Families are like belly buttons, everyone has one, each unique and your own.
A blustery north wind twirled fallen leaves into banks and early morning clouds blanketed a gray cast over the lake as Shirley Falls, Maine visited 314 Saint Andrews Drive, home of Daryl Daniels. Temperatures dropped, the threat of drizzle and frost on the pumpkin lingered, and our over-vigilant weather forecasters even hinted of an early snow for our neck of the woods. 21 Bookers bundled against the chill for our regular meeting to discuss this month’s selection, The Burgess Boys, by Pulitzer Prize winning author, Elizabeth Strout.
Congratulations to Jane and Gary Freer who welcomed their third grandson, Teague Harrison Freer, born five weeks early on Veteran’s Day, weighing a little under five pounds. Mama and baby are doing well and new father, Paul, is helping Kleenex stock soar. Bonnie Magee brought her dear friend, Helen Gabriel, to the meeting and we welcomed Chris Batt back to the group.

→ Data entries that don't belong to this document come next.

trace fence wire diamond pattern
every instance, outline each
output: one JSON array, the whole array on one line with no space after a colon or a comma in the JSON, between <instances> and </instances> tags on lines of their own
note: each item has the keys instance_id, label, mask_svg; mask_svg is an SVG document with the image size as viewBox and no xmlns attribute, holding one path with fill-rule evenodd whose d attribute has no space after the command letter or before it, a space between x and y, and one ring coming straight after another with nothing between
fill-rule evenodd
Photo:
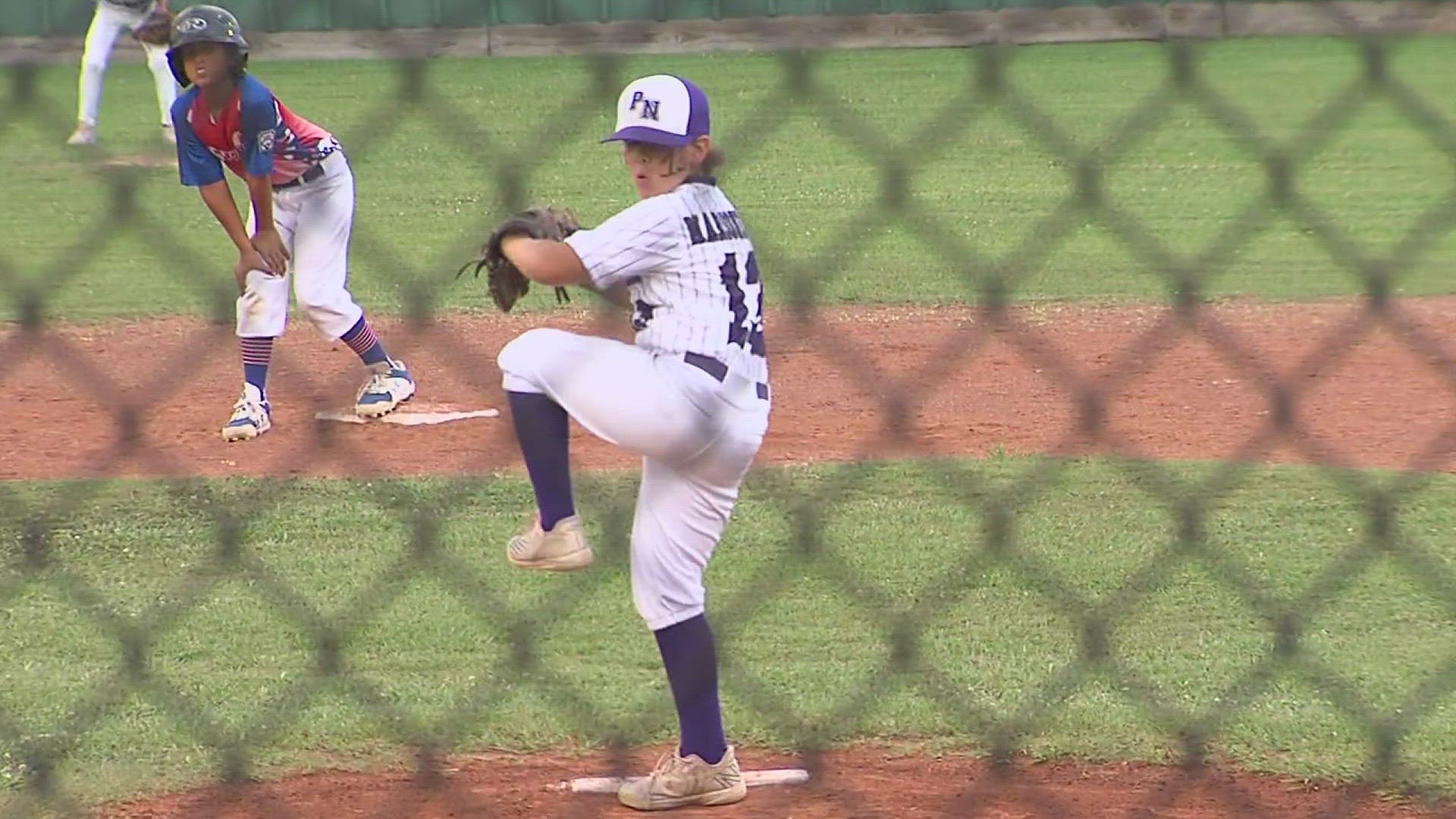
<instances>
[{"instance_id":1,"label":"fence wire diamond pattern","mask_svg":"<svg viewBox=\"0 0 1456 819\"><path fill-rule=\"evenodd\" d=\"M1000 816L1005 813L999 810L1010 807L1010 800L1015 803L1010 809L1022 812L1019 815L1082 816L1082 809L1067 802L1064 793L1041 788L1032 780L1018 781L1022 774L1015 759L1050 730L1069 700L1089 686L1104 685L1121 692L1125 704L1156 727L1174 749L1171 756L1182 767L1184 775L1175 784L1153 791L1131 815L1169 815L1188 793L1211 788L1229 815L1274 816L1277 813L1259 794L1214 777L1210 764L1216 756L1213 743L1241 718L1248 704L1265 697L1281 679L1302 682L1369 737L1369 758L1360 775L1380 783L1404 772L1402 743L1456 689L1456 646L1447 640L1440 656L1433 657L1434 670L1415 688L1398 692L1398 705L1390 708L1379 705L1357 675L1310 647L1310 624L1341 606L1348 590L1377 565L1393 567L1408 579L1444 614L1447 624L1456 619L1456 573L1450 568L1444 533L1417 532L1404 517L1409 504L1420 503L1421 493L1430 488L1434 478L1428 472L1439 471L1456 447L1456 423L1417 447L1420 455L1409 463L1409 472L1374 477L1356 471L1353 456L1342 452L1338 440L1328 440L1312 428L1305 412L1306 398L1377 332L1430 361L1436 376L1456 392L1456 361L1447 344L1415 321L1396 297L1402 274L1456 226L1456 182L1389 245L1388 252L1380 252L1347 232L1329 205L1309 195L1300 181L1322 152L1376 101L1393 106L1405 127L1420 131L1450 160L1450 169L1456 169L1456 124L1443 117L1440 105L1425 99L1390 68L1401 42L1364 36L1354 22L1347 25L1361 68L1318 106L1289 141L1265 134L1241 108L1236 95L1207 80L1200 47L1192 42L1171 41L1159 47L1166 54L1162 83L1140 99L1128 101L1127 114L1101 141L1069 128L1059 111L1025 92L1015 70L1013 47L970 50L965 60L973 82L946 95L943 106L926 117L929 138L916 140L884 133L862 111L847 105L826 82L839 68L826 67L821 55L785 52L775 57L778 85L763 89L757 108L738 118L745 125L724 137L734 156L725 172L729 184L753 176L754 163L780 147L776 143L779 128L795 118L821 122L834 140L831 144L879 172L878 189L865 200L866 207L824 211L837 219L837 227L828 232L823 245L804 248L778 238L759 239L764 268L772 270L775 291L782 299L779 306L785 310L776 329L794 335L804 348L831 363L836 377L871 396L878 411L875 433L865 440L844 442L856 463L823 471L812 481L775 469L754 475L750 485L757 484L759 495L766 498L761 514L775 519L767 529L780 541L775 544L779 560L764 563L734 593L715 602L725 700L773 724L772 739L795 749L811 772L820 769L823 755L836 742L862 727L865 714L877 702L910 692L932 704L942 720L957 726L957 733L992 761L981 778L960 783L939 815ZM545 103L539 111L540 138L517 147L495 136L489 112L463 108L437 86L441 82L438 67L418 54L418 38L408 42L402 38L397 52L387 48L387 36L370 42L380 48L377 60L397 67L397 86L371 89L374 96L365 105L370 111L363 119L365 125L351 128L351 162L367 163L376 152L390 150L390 140L408 138L399 136L400 130L430 124L441 140L472 159L467 168L457 169L459 173L479 179L482 191L488 191L488 201L479 203L478 220L467 230L470 235L485 235L502 217L529 204L539 181L553 172L552 162L591 133L603 101L614 98L632 76L632 67L622 57L588 60L593 82L572 89L556 103ZM438 48L447 45L448 36L441 32ZM23 131L64 133L71 125L70 101L51 96L48 89L54 86L44 82L42 73L44 68L35 64L7 71L9 95L0 106L0 156L7 166L25 160L17 153ZM1248 191L1242 208L1207 245L1191 254L1171 246L1134 211L1118 204L1107 182L1109 173L1121 169L1139 149L1143 137L1172 117L1178 103L1198 111L1210 128L1232 140L1264 173L1264 187ZM1038 214L1024 239L1002 254L970 242L955 229L952 217L926 201L919 189L967 128L990 115L1003 117L1025 140L1026 150L1066 173L1060 201ZM307 491L307 481L296 475L319 459L339 465L344 472L380 475L389 453L317 424L309 447L280 452L268 463L266 472L277 478L233 487L191 475L186 462L157 446L153 437L157 431L147 424L147 417L178 401L192 375L207 366L207 351L218 341L230 341L233 297L226 275L195 275L195 271L215 267L214 261L182 238L176 214L159 213L150 204L147 188L163 182L141 169L106 165L102 160L108 156L102 146L74 159L77 165L99 169L93 173L95 195L106 205L96 223L77 224L64 245L47 248L45 258L39 259L0 246L0 289L15 319L3 341L4 360L13 366L0 370L0 383L23 377L17 373L26 367L52 367L70 389L109 411L109 417L93 418L86 433L100 442L80 472L86 479L67 481L47 493L29 491L20 482L0 485L7 544L0 609L23 611L20 600L28 593L52 596L74 611L84 630L95 631L111 647L105 673L66 705L67 716L61 721L36 732L33 721L15 705L0 704L6 777L0 784L13 797L4 815L86 815L87 809L68 793L57 771L98 726L128 702L154 710L186 742L208 752L217 781L243 785L266 767L259 749L297 730L306 713L316 714L323 700L335 697L370 714L368 730L377 742L403 751L411 759L416 793L376 804L371 815L380 818L416 815L422 804L419 793L431 794L434 804L443 809L456 810L453 815L518 815L510 804L492 802L489 794L456 787L451 755L467 753L472 732L523 689L542 698L574 734L604 745L612 772L629 772L638 726L661 723L661 691L645 689L632 702L609 707L601 692L574 682L571 675L553 666L542 647L553 640L579 640L579 618L594 616L588 609L591 602L616 593L609 584L620 581L629 552L630 488L613 485L610 479L598 487L587 478L590 487L600 490L596 500L584 503L600 528L597 539L606 552L601 570L521 597L507 589L501 577L462 560L460 545L451 535L463 520L480 512L482 497L489 503L501 500L498 481L502 478L496 471L515 463L508 433L498 430L475 442L478 471L470 477L418 485L386 479L354 482L349 503L370 507L371 520L395 532L406 545L381 573L360 579L351 592L331 596L332 602L322 605L301 590L300 579L280 571L258 548L253 538L259 522L288 513L296 494ZM968 179L967 187L967 197L974 197L974 181ZM1363 293L1363 310L1347 313L1344 321L1321 331L1318 347L1289 367L1265 361L1238 328L1207 307L1210 283L1277 220L1287 220L1312 236L1334 265L1358 281ZM1088 226L1112 236L1130 259L1160 278L1166 291L1159 318L1128 347L1108 351L1112 366L1098 373L1080 367L1053 329L1031 324L1015 310L1018 294L1029 287L1028 278ZM354 252L374 259L381 268L400 271L409 321L399 337L408 340L416 357L460 373L472 388L495 389L494 366L482 366L478 351L459 342L457 331L443 315L447 289L456 284L440 271L450 268L459 246L438 251L399 246L386 227L361 224ZM973 306L973 321L936 340L935 351L920 367L888 367L863 348L860 338L842 334L823 321L827 294L837 277L888 229L904 230L935 254ZM90 360L87 348L61 331L55 307L57 297L76 286L87 259L124 239L137 239L137 246L151 248L154 258L149 261L157 270L170 274L182 291L210 305L208 324L192 326L186 331L186 342L147 363L146 391L135 389L134 373L108 372ZM31 270L39 275L29 275ZM603 326L610 321L603 312ZM1197 478L1156 461L1143 450L1137 436L1109 423L1115 396L1155 369L1168 351L1188 341L1206 345L1224 367L1236 372L1262 396L1267 412L1227 462ZM843 498L872 495L879 481L890 479L887 469L893 468L878 459L882 453L948 455L938 442L919 437L916 417L936 391L961 377L964 366L987 356L994 344L1035 364L1066 404L1066 428L1054 436L1045 458L1034 459L1010 479L977 462L942 458L916 462L927 485L936 487L935 491L964 512L958 519L964 528L939 535L945 541L941 570L930 573L913 596L906 596L903 590L885 587L849 554L852 548L893 548L893 544L846 542L827 532L836 516L844 513ZM294 363L298 366L291 366ZM290 383L301 393L326 389L304 375L310 372L307 363L290 358L285 350L280 351L275 364L288 372ZM974 412L974 408L967 411ZM1067 471L1076 468L1076 456L1088 446L1115 455L1112 474L1166 519L1162 542L1139 563L1124 567L1115 587L1096 595L1069 581L1044 551L1028 548L1022 530L1026 510L1059 491ZM1347 546L1332 560L1313 567L1297 593L1273 581L1239 554L1222 548L1226 533L1211 532L1224 501L1246 488L1255 469L1251 463L1278 446L1299 452L1315 465L1321 478L1363 517L1363 529L1353 532ZM199 539L198 560L178 571L166 592L144 606L118 602L112 589L76 563L83 552L73 548L82 538L77 520L89 509L108 509L105 504L112 503L109 494L118 490L108 478L128 475L132 469L169 477L157 481L160 494L170 514L191 522L189 532ZM306 539L297 544L297 548L309 546ZM1127 622L1182 571L1203 573L1219 593L1232 595L1258 621L1267 638L1262 653L1243 657L1242 673L1222 688L1208 707L1190 708L1166 682L1130 662L1123 647ZM1021 697L1009 708L990 697L967 692L957 675L967 659L938 650L933 637L936 630L949 627L958 602L997 573L1013 577L1051 612L1048 616L1060 618L1070 631L1067 654L1045 669L1041 679L1025 681ZM304 584L314 581L304 580ZM759 667L751 654L738 653L753 640L754 630L770 618L766 609L792 586L807 581L826 589L843 606L842 616L871 624L869 631L877 635L871 644L844 647L868 656L869 662L850 678L846 695L820 702L814 710L783 694L782 679ZM432 584L448 605L469 612L459 628L479 630L498 641L494 660L482 657L473 681L453 692L448 701L438 702L432 716L397 702L387 681L357 662L368 651L367 632L397 616L397 606L408 606L402 603L406 592L418 583ZM307 667L294 669L285 685L253 700L240 721L220 717L208 704L208 692L179 681L175 669L185 660L159 656L185 631L197 606L227 584L246 587L309 657ZM3 622L16 631L31 627L16 616ZM240 662L249 660L242 657ZM25 665L26 657L12 656L7 663ZM125 753L127 749L118 751ZM878 785L869 781L856 785L853 777L847 777L833 785L811 780L807 790L833 797L834 815L894 815L882 812L881 803L869 797L871 787ZM307 813L287 800L249 793L253 794L248 797L252 800L249 809L255 815L293 818ZM1008 797L1008 793L1015 796ZM772 806L791 815L786 802ZM1344 816L1345 807L1337 804L1321 815ZM199 810L199 816L214 815L208 810L221 807L211 804ZM606 802L562 799L553 815L596 816L612 810L616 806Z\"/></svg>"}]
</instances>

Surprising everyone, producers from the hit television show, Who Wants To Marry A Mainer arrived to present two contestants to our group asking which one would you choose to meet you at the altar, Jim or Bob Burgess. Via Skype, the boys introduced themselves:
“My name is Bob Burgess. Nice to meet you all. Anyways, I’m a lawyer in the appellate division of Legal Aid in New York now, although my hometown is in the “whitest State in the country.” When I was four years old, I accidently killed my father. My therapist says I’ve got “masochistic tendencies because I feel a need to be punished for this childhood act of innocence.” My ex-wife says I look like a big St. Bernard dog and all my life I’ve been “weakened by kindness.” Oy, my brother thinks I’m a “cretinized bozo.” He calls me “slob-dog” and thinks I have my own brand of goofiness. I call him an asshole. He thinks I think like a child – “like things are supposed to make sense.”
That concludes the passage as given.